Solar Roadways Awarded DOT Contract to Pave Roads with Solar Cells - auferstehung
http://www.physorg.com/news171545860.html
======
LeBleu
$6,900 per panel adds up to about $3 million per lane-mile.

Typical rural highway costs for new highway are $3 - $9 million per lane-mile,
with urban highways costing $5 - $20 million per lane-mile. (per
[http://www.railstotrails.org/resources/documents/whatwedo/po...](http://www.railstotrails.org/resources/documents/whatwedo/policy/07-29-2008%20Generic%20Response%20to%20Cost%20per%20Lane%20Mile%20for%20widening%20and%20new%20construction.pdf))

The estimated 7.6 kwh per day per panel mentioned in the article, if you
assume it gets that every day, adds up to 3.344 mwh per lane-mile, which at
average US retail electric rates, adds up to $120,000 per lane-mile per year.
According to their website, these panels will supposedly be designed to last
21 years, vs. the 7 typical for asphalt roadways.
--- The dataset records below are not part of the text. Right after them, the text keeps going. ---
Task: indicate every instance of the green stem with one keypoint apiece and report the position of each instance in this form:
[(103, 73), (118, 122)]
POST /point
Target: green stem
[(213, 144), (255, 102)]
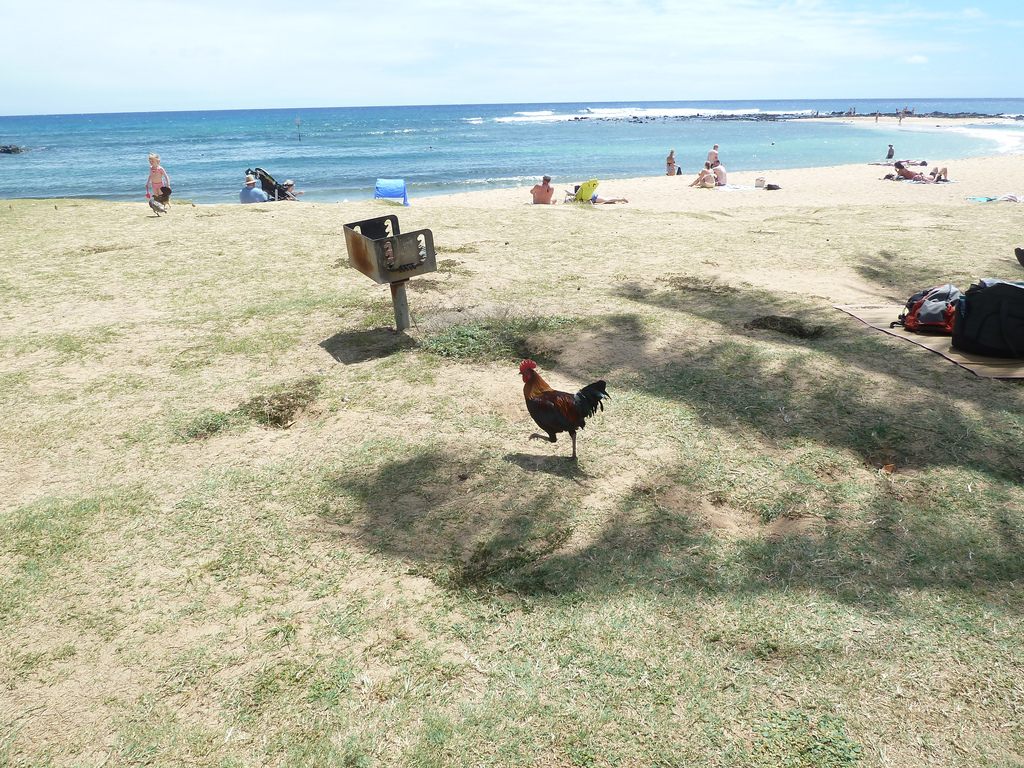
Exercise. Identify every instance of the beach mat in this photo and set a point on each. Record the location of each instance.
(879, 317)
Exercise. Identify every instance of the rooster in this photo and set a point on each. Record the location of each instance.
(557, 412)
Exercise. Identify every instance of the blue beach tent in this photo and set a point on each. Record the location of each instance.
(391, 187)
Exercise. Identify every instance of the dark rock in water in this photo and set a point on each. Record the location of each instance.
(784, 325)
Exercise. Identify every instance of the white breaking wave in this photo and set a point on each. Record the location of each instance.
(1008, 141)
(626, 113)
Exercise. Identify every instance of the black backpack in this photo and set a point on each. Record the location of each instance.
(990, 320)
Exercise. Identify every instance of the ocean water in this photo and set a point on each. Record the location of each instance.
(336, 154)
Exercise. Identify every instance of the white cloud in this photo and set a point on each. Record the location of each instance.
(119, 55)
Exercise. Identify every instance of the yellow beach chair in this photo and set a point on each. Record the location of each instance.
(584, 193)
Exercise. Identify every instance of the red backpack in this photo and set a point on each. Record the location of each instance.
(931, 310)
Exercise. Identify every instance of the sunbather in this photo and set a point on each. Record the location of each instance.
(706, 178)
(937, 174)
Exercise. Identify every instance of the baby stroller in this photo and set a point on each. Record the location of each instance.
(272, 188)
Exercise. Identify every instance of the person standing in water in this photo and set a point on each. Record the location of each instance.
(158, 181)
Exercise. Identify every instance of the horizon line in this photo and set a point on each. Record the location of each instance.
(514, 103)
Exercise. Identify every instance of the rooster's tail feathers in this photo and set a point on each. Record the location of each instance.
(588, 399)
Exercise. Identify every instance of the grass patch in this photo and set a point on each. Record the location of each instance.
(796, 739)
(494, 338)
(206, 424)
(280, 409)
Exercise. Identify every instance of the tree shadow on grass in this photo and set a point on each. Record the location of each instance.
(358, 346)
(777, 399)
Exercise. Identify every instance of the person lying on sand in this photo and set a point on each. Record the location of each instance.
(705, 179)
(902, 172)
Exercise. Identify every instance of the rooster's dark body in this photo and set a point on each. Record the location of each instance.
(557, 412)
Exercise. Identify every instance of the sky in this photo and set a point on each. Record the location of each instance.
(114, 55)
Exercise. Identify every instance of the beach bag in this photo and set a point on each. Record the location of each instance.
(990, 320)
(931, 310)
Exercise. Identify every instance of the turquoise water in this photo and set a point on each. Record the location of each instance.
(336, 154)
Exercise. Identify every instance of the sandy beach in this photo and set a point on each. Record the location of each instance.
(753, 513)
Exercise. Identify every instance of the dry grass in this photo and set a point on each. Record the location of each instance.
(399, 578)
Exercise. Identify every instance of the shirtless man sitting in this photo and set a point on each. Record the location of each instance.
(937, 174)
(543, 193)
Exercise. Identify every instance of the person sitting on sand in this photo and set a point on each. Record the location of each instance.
(543, 193)
(705, 179)
(937, 174)
(250, 194)
(719, 170)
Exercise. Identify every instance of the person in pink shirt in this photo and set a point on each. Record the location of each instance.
(158, 181)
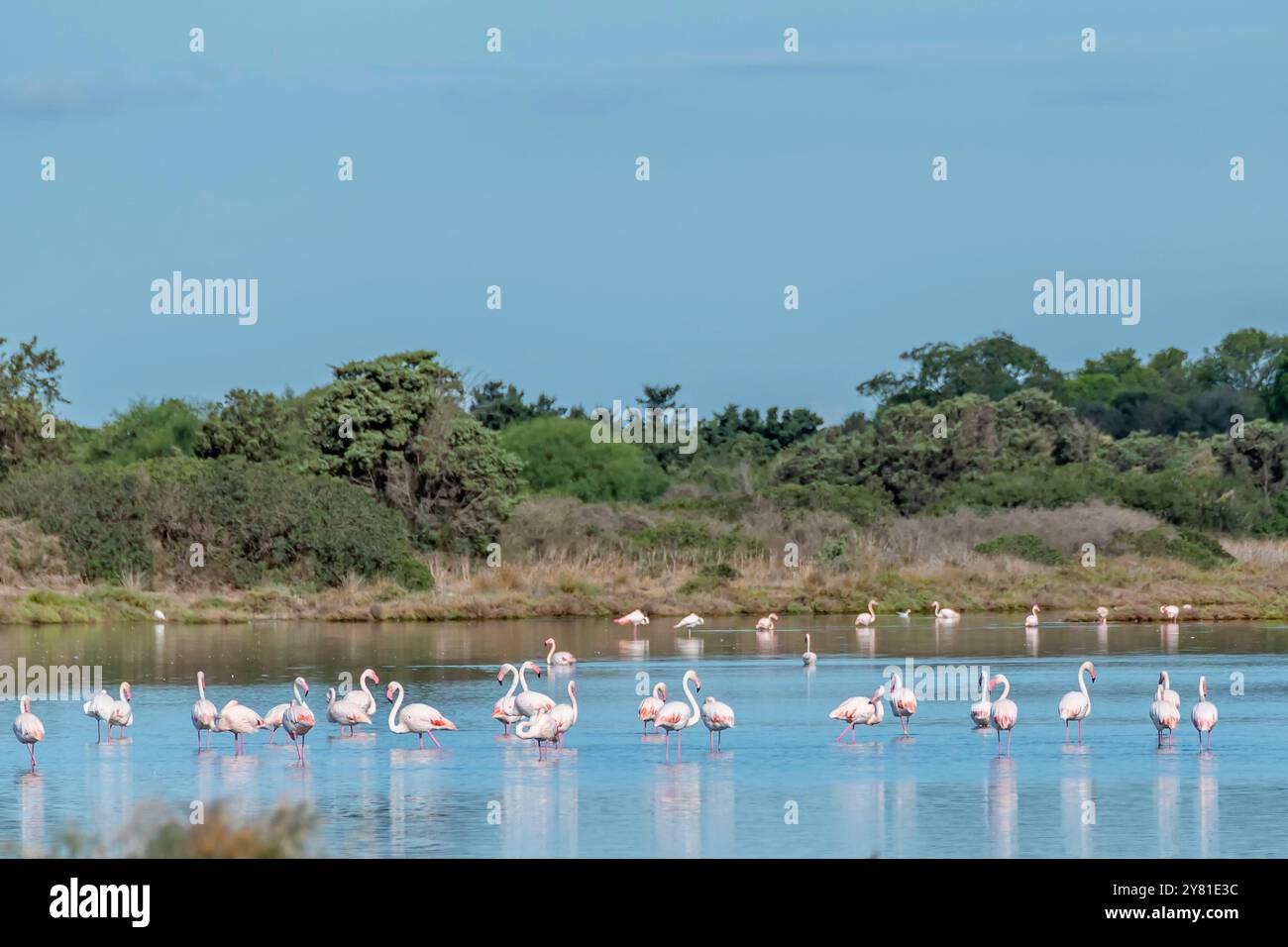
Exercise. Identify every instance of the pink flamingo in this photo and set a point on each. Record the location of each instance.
(415, 718)
(675, 715)
(503, 709)
(1164, 714)
(202, 711)
(27, 728)
(1203, 716)
(903, 702)
(1004, 712)
(859, 710)
(1076, 705)
(652, 703)
(558, 657)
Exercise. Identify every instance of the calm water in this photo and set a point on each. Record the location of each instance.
(943, 791)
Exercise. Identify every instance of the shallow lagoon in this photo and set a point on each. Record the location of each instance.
(781, 788)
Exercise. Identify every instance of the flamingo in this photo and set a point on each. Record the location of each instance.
(566, 714)
(297, 720)
(1076, 705)
(675, 715)
(1004, 712)
(1164, 714)
(1203, 716)
(652, 703)
(99, 706)
(717, 718)
(202, 711)
(27, 728)
(415, 718)
(362, 696)
(123, 715)
(691, 621)
(542, 728)
(855, 710)
(944, 613)
(558, 657)
(632, 618)
(503, 709)
(531, 702)
(344, 711)
(239, 720)
(982, 709)
(275, 715)
(1168, 693)
(903, 702)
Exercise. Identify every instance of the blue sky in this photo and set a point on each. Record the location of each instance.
(518, 169)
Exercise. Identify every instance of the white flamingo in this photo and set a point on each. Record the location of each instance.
(1004, 712)
(542, 728)
(980, 710)
(202, 710)
(1203, 716)
(691, 621)
(27, 728)
(675, 715)
(275, 715)
(859, 710)
(99, 706)
(944, 613)
(531, 702)
(561, 659)
(503, 709)
(344, 711)
(415, 718)
(123, 714)
(652, 703)
(903, 702)
(1164, 714)
(1076, 705)
(566, 714)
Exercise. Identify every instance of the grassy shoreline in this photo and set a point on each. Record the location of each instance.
(1129, 586)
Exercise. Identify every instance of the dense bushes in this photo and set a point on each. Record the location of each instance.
(256, 522)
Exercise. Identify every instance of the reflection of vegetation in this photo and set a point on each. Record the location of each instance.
(283, 834)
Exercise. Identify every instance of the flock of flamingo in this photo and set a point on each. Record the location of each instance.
(539, 718)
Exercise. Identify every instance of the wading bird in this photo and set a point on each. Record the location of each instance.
(903, 702)
(1004, 712)
(1164, 714)
(558, 657)
(531, 702)
(675, 715)
(859, 710)
(415, 718)
(1076, 705)
(27, 728)
(202, 711)
(1203, 716)
(649, 705)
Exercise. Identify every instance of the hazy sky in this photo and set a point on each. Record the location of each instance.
(518, 169)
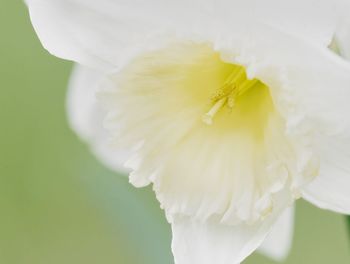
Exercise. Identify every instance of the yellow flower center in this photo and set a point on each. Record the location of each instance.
(235, 85)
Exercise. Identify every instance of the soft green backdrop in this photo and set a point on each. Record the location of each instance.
(59, 205)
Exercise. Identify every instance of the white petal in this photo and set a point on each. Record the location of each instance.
(278, 243)
(86, 116)
(213, 242)
(331, 189)
(102, 33)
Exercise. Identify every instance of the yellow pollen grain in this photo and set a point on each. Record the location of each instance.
(234, 86)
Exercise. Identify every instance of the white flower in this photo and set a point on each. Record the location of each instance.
(231, 109)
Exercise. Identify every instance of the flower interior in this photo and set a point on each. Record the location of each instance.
(208, 137)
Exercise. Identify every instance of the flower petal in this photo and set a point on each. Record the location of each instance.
(86, 116)
(196, 242)
(103, 33)
(330, 190)
(278, 243)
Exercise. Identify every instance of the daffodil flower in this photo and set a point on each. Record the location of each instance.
(231, 109)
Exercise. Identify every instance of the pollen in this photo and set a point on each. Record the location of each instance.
(235, 85)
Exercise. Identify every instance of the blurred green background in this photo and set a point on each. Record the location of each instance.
(59, 205)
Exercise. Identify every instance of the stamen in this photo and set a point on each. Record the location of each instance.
(235, 85)
(208, 117)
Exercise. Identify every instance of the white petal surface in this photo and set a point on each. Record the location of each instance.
(211, 241)
(278, 243)
(86, 116)
(103, 33)
(331, 190)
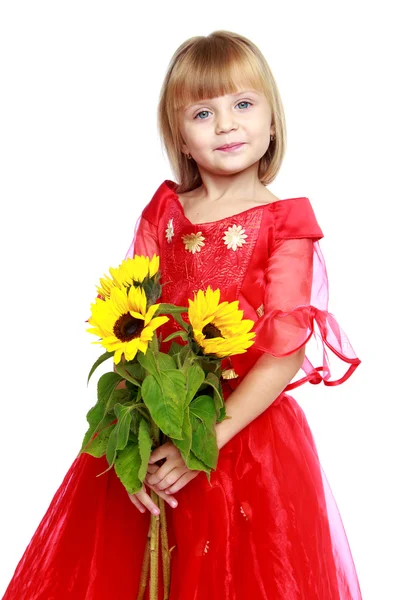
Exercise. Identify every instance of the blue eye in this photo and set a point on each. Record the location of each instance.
(200, 113)
(203, 111)
(244, 102)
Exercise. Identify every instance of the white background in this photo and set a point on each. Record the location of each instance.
(80, 157)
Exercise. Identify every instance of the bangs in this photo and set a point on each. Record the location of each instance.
(211, 70)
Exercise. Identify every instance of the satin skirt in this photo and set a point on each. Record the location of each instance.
(266, 527)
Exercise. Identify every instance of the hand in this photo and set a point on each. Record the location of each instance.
(173, 475)
(142, 500)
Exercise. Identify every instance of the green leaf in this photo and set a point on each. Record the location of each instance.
(144, 447)
(119, 437)
(165, 399)
(127, 464)
(98, 362)
(98, 445)
(185, 444)
(194, 379)
(123, 372)
(175, 348)
(203, 419)
(97, 420)
(213, 381)
(106, 386)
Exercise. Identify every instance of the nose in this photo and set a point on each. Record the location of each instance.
(225, 121)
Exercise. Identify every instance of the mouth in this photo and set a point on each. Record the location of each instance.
(230, 146)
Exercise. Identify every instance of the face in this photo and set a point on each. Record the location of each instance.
(242, 118)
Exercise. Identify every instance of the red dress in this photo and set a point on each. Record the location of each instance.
(268, 527)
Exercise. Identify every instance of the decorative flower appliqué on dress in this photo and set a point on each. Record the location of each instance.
(169, 232)
(234, 237)
(193, 241)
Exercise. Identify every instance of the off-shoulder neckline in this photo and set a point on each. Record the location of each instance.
(172, 186)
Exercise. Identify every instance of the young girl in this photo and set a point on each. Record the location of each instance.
(267, 526)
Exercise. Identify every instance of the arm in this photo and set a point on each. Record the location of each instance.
(257, 391)
(288, 284)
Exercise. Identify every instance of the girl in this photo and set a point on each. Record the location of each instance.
(267, 526)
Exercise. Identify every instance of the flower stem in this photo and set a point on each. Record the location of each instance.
(145, 567)
(155, 538)
(165, 550)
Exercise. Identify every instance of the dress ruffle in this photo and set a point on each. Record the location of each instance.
(281, 333)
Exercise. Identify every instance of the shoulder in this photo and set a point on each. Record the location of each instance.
(294, 218)
(153, 211)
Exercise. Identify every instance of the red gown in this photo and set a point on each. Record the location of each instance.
(268, 527)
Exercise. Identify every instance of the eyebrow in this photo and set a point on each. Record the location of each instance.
(240, 93)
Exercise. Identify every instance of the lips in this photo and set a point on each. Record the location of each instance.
(230, 145)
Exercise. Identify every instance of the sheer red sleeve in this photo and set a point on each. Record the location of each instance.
(145, 241)
(296, 312)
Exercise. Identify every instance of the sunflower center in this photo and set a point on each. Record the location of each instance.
(127, 328)
(211, 331)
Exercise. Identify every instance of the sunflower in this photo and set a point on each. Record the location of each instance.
(132, 271)
(123, 322)
(219, 328)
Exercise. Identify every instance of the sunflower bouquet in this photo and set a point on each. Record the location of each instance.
(152, 396)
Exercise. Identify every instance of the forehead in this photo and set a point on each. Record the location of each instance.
(202, 84)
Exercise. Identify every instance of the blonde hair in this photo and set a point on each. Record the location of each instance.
(206, 67)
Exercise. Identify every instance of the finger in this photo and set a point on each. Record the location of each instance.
(147, 501)
(158, 454)
(136, 502)
(169, 499)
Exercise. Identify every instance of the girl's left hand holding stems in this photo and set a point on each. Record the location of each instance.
(164, 479)
(173, 474)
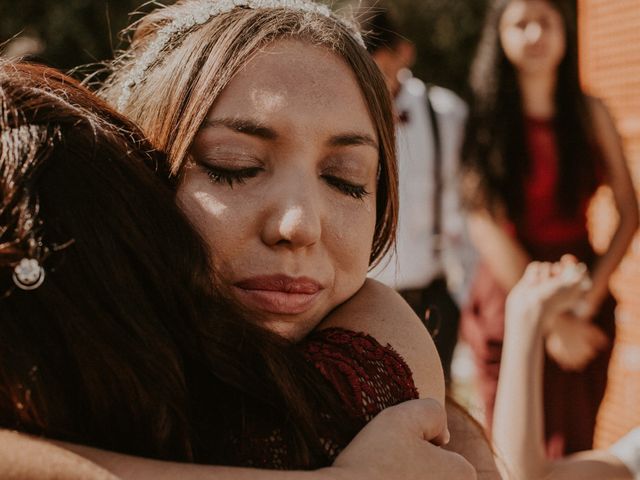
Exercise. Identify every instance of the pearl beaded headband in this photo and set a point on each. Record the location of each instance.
(200, 15)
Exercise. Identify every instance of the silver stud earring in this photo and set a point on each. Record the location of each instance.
(28, 274)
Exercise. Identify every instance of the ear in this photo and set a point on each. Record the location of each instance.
(406, 50)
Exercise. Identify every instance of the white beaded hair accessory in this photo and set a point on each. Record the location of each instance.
(28, 274)
(200, 15)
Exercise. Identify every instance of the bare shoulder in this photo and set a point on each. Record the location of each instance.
(379, 311)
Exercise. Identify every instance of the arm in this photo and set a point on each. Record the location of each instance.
(504, 256)
(379, 311)
(518, 426)
(24, 458)
(619, 179)
(394, 445)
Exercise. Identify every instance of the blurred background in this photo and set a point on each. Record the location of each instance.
(69, 33)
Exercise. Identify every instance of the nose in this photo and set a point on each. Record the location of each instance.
(533, 32)
(293, 219)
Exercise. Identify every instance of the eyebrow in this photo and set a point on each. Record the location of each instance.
(256, 129)
(353, 140)
(248, 127)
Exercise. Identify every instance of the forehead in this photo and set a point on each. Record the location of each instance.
(291, 77)
(519, 9)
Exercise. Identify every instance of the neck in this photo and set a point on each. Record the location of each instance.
(538, 95)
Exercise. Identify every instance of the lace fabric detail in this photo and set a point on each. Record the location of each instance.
(367, 376)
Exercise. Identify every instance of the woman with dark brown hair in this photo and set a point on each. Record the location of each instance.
(279, 137)
(537, 149)
(109, 338)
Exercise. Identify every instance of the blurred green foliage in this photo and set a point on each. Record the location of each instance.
(77, 32)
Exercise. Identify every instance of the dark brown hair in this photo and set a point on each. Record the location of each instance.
(495, 152)
(124, 342)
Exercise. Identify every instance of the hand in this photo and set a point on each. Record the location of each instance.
(396, 445)
(547, 289)
(573, 343)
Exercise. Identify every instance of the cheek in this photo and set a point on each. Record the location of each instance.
(212, 217)
(351, 237)
(512, 44)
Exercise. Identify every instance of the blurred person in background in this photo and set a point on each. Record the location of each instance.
(537, 148)
(430, 248)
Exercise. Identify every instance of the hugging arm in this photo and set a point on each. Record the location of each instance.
(380, 312)
(393, 445)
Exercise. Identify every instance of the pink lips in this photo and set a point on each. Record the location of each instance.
(279, 294)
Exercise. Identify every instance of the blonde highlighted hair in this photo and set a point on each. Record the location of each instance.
(180, 86)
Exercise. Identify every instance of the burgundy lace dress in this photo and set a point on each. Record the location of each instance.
(367, 376)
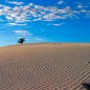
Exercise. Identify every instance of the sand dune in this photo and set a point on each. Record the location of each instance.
(44, 67)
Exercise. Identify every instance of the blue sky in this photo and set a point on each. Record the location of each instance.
(44, 21)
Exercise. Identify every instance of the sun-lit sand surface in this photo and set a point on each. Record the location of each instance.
(44, 66)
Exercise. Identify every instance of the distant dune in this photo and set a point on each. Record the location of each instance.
(53, 66)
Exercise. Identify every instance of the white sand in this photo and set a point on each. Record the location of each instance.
(44, 67)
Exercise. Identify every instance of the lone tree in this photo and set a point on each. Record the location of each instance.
(21, 40)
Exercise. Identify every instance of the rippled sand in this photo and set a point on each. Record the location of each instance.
(44, 67)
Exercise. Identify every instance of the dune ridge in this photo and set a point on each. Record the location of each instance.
(50, 66)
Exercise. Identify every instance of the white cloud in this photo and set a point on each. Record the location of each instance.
(22, 33)
(15, 2)
(58, 24)
(60, 2)
(16, 24)
(38, 39)
(31, 12)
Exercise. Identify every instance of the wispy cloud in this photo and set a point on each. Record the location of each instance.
(58, 24)
(22, 33)
(15, 2)
(18, 15)
(60, 2)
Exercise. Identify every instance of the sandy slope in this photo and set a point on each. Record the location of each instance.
(44, 67)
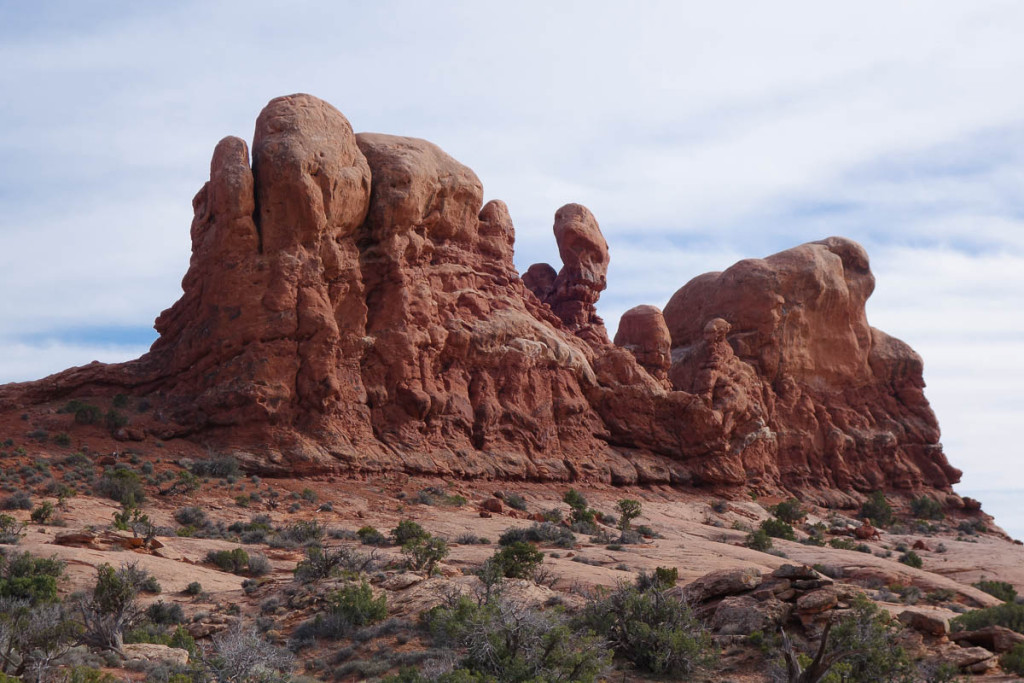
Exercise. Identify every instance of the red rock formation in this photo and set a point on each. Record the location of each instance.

That would bring the
lifetime electricity production per lane-mile up to $2.5 million. (not
accounting for inflation nor electric price changes over 21 years)

Frankly, I find their 21 year projected life absurd, but then again I live in
a state with yearly freeze-thaw cycles shortening the life of roadways. Other
than that, it seems like if they could meet their claims, it would be
financially feasible to build roads using this stuff.

------
ernop
Do we have a lack of unused space, which isn't crossed every day by tons of
heavy cars? If we're going to build these panels, there's no need to build
them in distant places that often get damaged, like highways - better put them
in unused land near a city to minimize power transportation costs.